Победив в главном, миссис Пигрим была готова на мелкие уступки.

— Ну и ладно, если он тебе не нравится. А я считала, что вы дружите. Ведь это ты попросил меня пригласить его в Ньюпорт прошлым летом.

— Много чего, — холодно возразил Пилкингтон, — случилось с прошлого лета.

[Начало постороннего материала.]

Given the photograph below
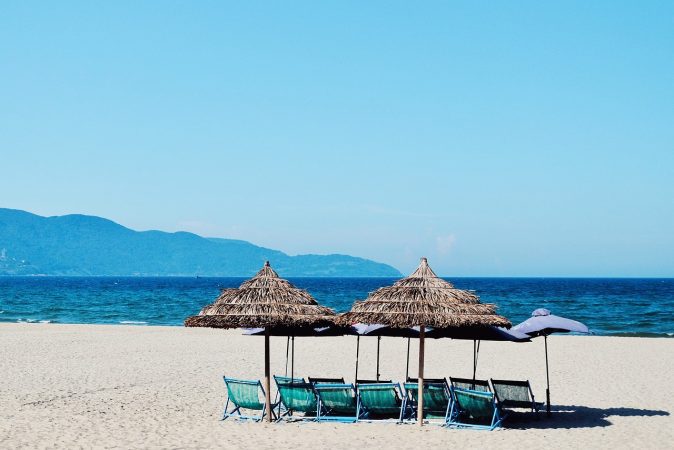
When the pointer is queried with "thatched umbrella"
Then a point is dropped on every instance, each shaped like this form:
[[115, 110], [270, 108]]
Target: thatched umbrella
[[265, 301], [423, 300]]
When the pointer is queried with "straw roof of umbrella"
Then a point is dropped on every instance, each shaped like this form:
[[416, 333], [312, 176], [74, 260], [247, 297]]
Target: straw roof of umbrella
[[263, 301], [423, 299]]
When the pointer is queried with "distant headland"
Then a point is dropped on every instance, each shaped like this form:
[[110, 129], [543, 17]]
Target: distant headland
[[79, 245]]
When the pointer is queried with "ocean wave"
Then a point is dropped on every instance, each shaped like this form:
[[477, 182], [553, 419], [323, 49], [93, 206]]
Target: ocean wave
[[641, 334], [22, 320]]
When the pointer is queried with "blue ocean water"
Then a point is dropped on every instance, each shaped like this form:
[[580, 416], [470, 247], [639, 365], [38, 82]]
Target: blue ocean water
[[641, 307]]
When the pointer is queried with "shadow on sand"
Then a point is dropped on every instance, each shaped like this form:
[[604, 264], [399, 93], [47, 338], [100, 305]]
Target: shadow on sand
[[576, 417]]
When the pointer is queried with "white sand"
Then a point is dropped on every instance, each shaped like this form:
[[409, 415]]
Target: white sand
[[83, 386]]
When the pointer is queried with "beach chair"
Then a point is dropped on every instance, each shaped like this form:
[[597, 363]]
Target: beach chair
[[474, 409], [358, 382], [314, 380], [437, 399], [296, 395], [380, 400], [246, 394], [337, 402], [283, 379], [470, 384], [515, 394]]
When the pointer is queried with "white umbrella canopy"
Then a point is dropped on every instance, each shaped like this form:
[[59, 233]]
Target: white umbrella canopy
[[265, 301], [543, 323], [424, 300]]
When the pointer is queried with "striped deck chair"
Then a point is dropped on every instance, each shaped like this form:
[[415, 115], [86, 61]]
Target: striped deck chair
[[380, 400], [337, 402], [437, 399], [296, 395], [474, 409], [470, 384], [246, 394], [515, 394]]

— О, хорошо! Значит, Мэйсона включать не станем. В общем, Оти, дорогой, как только опустят занавес, быстренько беги за кулисы, разыщи Гобла и расскажи ему, что ты надумал!

2

Не только души-близнецы стремятся к встрече в этом мире. Между Отисом и Гоблом было мало общего, но когда Отис отправился на розыски мистера Гобла, Гобл больше всего на свете жаждал встретиться с Отисом. С конца первого акта менеджер пребывал в душевном смятении. Если вновь вернуться к этой шахте, то Гобл находился в положении человека, которому подворачивался шанс ее купить. Слишком поздно узнав об открытии нового пласта, он со всей глубиной прочувствовал строки: «Из всех печальных слов, нет слов печальней, чем "Если бы…"».[55] Бурный успех «Розы» ошеломил его; и поняв, что он мог выкупить у Отиса его долю акций, дешевле грязи, на гастролях, он провел очень плохие полчаса наедине с собой. Единственным лучиком во тьме было соображение, что это еще возможно, если он изловит Пилкингтона прежде, чем появятся рецензии. Грустно покачав головой, он порассуждает об обманчивых надеждах, которые так часто вспыхивают у молодых авторов после оглушительного успеха премьеры. Постарается внушить, что уж эксперта-то, который варится в шоу-бизнесе пятнадцать лет, успех премьеры никогда не обманет, и мрачно обронит, что он нечаянно подслушал, как пара критиков разносит спектакль в пух и прах. Тогда, возможно, ему удастся пригасить энтузиазм молодого Пилкингтона, и тот продаст свою долю по бросовой цене великодушному другу, который просто спасает его. Да и в конце концов, провалившись в Нью-Йорке, спектакль иногда имеет шанс окупиться на гастролях.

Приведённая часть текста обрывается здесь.